Robert Elliott was born in England in 1846, youngest child of James and Catharine Elliott. The family came to the United States in 1855, settling in Fall River, Bristol, Mass. He had three older siblings, Joseph Elliott, born in England in 1838; Mary A. Elliott, born in England in 1840; and James Elliott, born in England in 1844.

Sgt. Joseph Elliott, Robert’s brother, died as the result of injuries received during the Civil War in May 1864 at East Taunton, Mass. He was 26 years of age.

On Nov. 3, 1869, Robert Elliott, at the age of 24, married Alice Maria Reed (born in 1848) in Taunton, Mass. Alice was the daughter of Edgar H. and Ellen A. Reed. Robert and Alice Elliott had three daughters, Katharine Reed Elliott, born in 1870, Alice M. Elliott, born in 1872, and Ruth Elliott, born in 1888.

When Robert Elliott first arrived in Hannibal, he went to work for C.O. Godfry and Associates.

During his prosperous years in Hannibal, he and his family made their home at 822 Bird, and they were members of Hannibal’s trendy Congregational Church.

Brown Jewelers

Thomas Brown, (born 1874) son of John J. Brown, married Robert Elliott’s daughter, Alice M. Elliott.

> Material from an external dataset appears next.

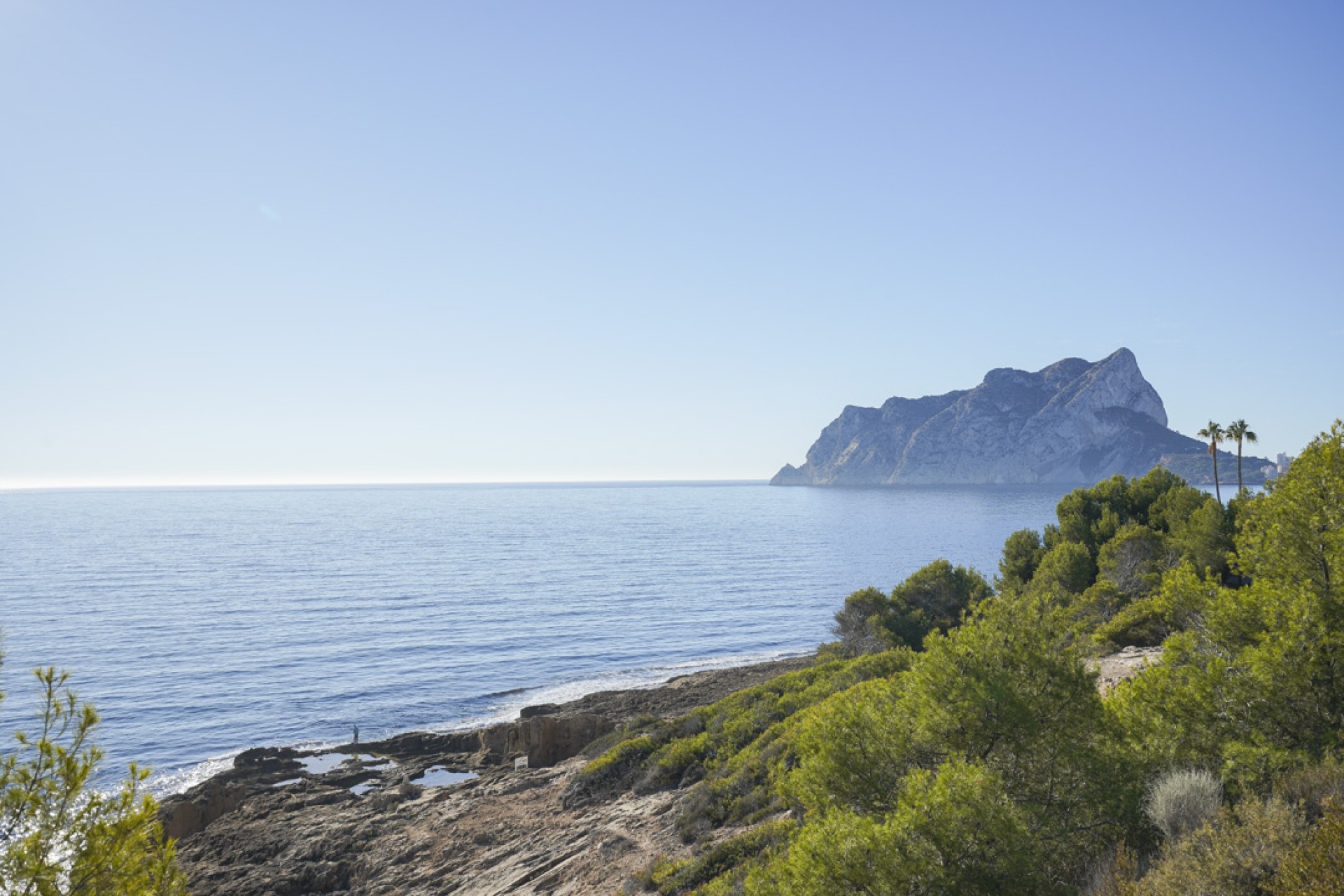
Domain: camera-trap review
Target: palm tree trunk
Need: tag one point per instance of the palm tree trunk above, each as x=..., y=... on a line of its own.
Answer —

J. Van and John J. Brown associated as Brown Bros’ jewelers in Hannibal by 1871. In 1912, the store was located at 307 Broadway, under the name of Browns Jewelry, operated by John J. Brown, Junior and Senior.

After the fall

Following the collapse of his finances in Hannibal, Robert and Alice Elliott moved back to the Boston area, circa 1898. Robert Elliott went to work as an insurance agent.

In 1905, Thomas Brown and his wife moved to Quincy, Ill., where he opened a jewelry store at Fifth and Maine.

Robert Elliott’s youngest daughter, Ruth, was a high school teacher in Plainfield, Union County, New Jersey, in 1920. Living with her at the time was her mother, Alice, age 71. The 1930 and 1940 census reports show Ruth as an executive secretary for a religious organization in Manhattan, N.Y. In 1940 she was living at the Madison Square Hotel on Madison Avenue in New York. She was a college graduate.

Robert Elliott’s oldest daughter, Katherine Reed Elliott, was featured in the 1914 edition of Woman’s Who’s Who of America. She was a graduate of Wellesley College, AB in 1892, and studied at Oxford University in England in 1905. In 1914, she was head teacher at Putnam Hall, Poughkeepsie, N.Y.

Robert Elliott, who showed so much financial promise in Hannibal, died Aug. 4, 1908, in Hanson, Mass., at the age of 62. He suffered from a cerebral hemorrhage.

Sometime between 1920 and 1930, Thomas Brown closed his jewelry store in Quincy and moved his family to Chicago, where he went to work as a clerk for the Marshal Field Department Store. In 1930, Robert Elliott’s widow, Alice, was making her home with her daughter’s family in Chicago.

By 1901, William J. Roth was operating a wholesale grocery business in the large building that still stands today, on the northeast corner of South Third and Church streets.

Building boom

Frank Leslie’s Illustrated Newspaper made note of Hannibal’s building boom that took place the same year Robert Elliott’s wholesale grocery warehouse was constructed on the northeast corner of South Third and Church streets: During the past year more buildings were erected, more money appropriated for public improvements ($40,000) and more property changed hands than during the previous five years.

This segment of the 1890 Sanborn map shows the building at the northeast corner of Third and Church while under construction. It was to become the Elliott wholesale grocery warehouse. Robert Elliott was the president of the company.